ロボットはそれを聞き少し笑った表情をした。




 〜次の日〜




 アンジーと呼ばれるロボットは昼も夜もその場所への入り口を探して町を彷徨っていた。




町の至るところにロボットの骸があるが、これらは腐食もせず朽ち果てもせず、ただ前のままの姿でいる。


立ったままだったり、横たわっているものや、四足歩行の動物のようなものもあった。


様々な形のものが町の中で機能停止している。


彼らに共通しているのは、例えばヒト型の腹部であったり、動物型の背中であったり、大型機械の背面であったり、それらのある部分が焼けただれて壊れていた。まるでそれが彼らの心臓であったかのように、その臓器が焼かれて死んでいるようだった。

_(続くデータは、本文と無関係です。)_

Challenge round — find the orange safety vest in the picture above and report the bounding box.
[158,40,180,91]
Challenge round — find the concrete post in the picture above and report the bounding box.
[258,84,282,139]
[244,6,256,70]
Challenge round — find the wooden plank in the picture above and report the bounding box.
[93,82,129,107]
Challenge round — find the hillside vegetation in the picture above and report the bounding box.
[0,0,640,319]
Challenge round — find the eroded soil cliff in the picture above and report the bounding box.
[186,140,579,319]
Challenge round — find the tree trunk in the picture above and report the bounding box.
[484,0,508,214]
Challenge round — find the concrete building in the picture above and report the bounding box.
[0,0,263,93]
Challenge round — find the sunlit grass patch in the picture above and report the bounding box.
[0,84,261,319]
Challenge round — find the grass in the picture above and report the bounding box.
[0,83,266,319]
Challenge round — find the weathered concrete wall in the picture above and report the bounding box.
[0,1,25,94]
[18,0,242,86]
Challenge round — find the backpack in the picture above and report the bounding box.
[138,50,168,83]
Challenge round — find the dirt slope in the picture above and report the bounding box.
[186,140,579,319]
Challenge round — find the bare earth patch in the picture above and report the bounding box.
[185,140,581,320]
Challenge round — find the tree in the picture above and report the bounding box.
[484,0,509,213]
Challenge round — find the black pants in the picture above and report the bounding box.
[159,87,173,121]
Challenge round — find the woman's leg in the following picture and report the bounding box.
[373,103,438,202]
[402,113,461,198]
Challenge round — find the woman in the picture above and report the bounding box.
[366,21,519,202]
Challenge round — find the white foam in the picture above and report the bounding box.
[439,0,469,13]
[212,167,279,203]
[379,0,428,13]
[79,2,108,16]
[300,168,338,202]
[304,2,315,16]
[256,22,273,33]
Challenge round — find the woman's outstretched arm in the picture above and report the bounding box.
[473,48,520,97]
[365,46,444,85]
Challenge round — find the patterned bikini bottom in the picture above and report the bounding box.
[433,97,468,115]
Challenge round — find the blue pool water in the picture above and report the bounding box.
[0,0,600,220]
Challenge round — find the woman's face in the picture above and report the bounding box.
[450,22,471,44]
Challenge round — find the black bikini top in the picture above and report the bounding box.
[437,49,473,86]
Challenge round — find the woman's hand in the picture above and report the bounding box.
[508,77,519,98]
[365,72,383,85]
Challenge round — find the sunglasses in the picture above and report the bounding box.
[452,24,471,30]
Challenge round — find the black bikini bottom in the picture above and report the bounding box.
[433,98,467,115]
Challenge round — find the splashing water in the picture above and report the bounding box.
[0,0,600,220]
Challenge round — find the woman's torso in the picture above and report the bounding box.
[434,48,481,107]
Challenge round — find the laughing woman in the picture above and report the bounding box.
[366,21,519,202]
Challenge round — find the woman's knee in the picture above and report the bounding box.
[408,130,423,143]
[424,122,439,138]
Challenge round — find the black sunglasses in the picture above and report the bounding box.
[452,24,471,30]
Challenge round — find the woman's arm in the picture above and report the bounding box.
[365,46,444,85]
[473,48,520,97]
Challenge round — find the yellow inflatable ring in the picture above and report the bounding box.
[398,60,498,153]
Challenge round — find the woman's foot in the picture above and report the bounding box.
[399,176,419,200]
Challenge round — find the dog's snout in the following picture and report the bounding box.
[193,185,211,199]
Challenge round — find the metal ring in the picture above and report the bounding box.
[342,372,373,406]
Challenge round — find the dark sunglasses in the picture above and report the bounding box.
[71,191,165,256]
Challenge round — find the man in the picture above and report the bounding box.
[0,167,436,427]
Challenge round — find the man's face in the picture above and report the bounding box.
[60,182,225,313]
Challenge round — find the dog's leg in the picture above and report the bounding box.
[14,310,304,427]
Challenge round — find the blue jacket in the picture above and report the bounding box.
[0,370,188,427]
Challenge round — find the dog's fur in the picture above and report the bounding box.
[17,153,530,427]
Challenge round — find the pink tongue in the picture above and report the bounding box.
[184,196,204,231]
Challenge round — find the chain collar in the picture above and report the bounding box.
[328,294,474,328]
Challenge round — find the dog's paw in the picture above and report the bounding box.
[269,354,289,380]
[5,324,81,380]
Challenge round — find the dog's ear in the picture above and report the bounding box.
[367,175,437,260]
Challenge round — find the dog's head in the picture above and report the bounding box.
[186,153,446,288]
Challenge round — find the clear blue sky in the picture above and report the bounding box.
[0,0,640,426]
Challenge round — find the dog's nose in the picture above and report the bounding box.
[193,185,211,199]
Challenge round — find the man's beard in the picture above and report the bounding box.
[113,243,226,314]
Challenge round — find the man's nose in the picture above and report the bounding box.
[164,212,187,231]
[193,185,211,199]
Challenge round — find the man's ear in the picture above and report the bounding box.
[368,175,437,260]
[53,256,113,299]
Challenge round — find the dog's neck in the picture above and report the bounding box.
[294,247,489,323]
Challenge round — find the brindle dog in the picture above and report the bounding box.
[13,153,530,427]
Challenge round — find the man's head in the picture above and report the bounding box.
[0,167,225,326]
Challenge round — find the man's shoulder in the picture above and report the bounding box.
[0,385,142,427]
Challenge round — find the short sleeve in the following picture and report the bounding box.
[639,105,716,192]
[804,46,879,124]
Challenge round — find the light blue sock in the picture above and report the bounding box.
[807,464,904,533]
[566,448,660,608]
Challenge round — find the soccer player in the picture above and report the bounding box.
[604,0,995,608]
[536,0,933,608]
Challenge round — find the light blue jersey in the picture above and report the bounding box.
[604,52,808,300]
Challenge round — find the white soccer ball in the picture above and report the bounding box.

 アンジーはそれらを横目に見ながら次のターゲットの建物に入ろうとしていた。


その前に彼は高い建物が林立している上空の中心を見上げた。


その狭い青空の中に自然の鳥が飛んでいた。




ロボットには郷愁など感じる事は無い。


ただ、彼にはその狭い青空に既視感を感じたのだった。




建物を塞いでいた大きな瓦礫をそこらに放り投げながら、彼は自分の道を作っていった。




大きな音をさせながら作業をしていたが、周りにはその音に驚く何者も存在せず、その音だけがどこかの建物に反響して返ってくるだけだった。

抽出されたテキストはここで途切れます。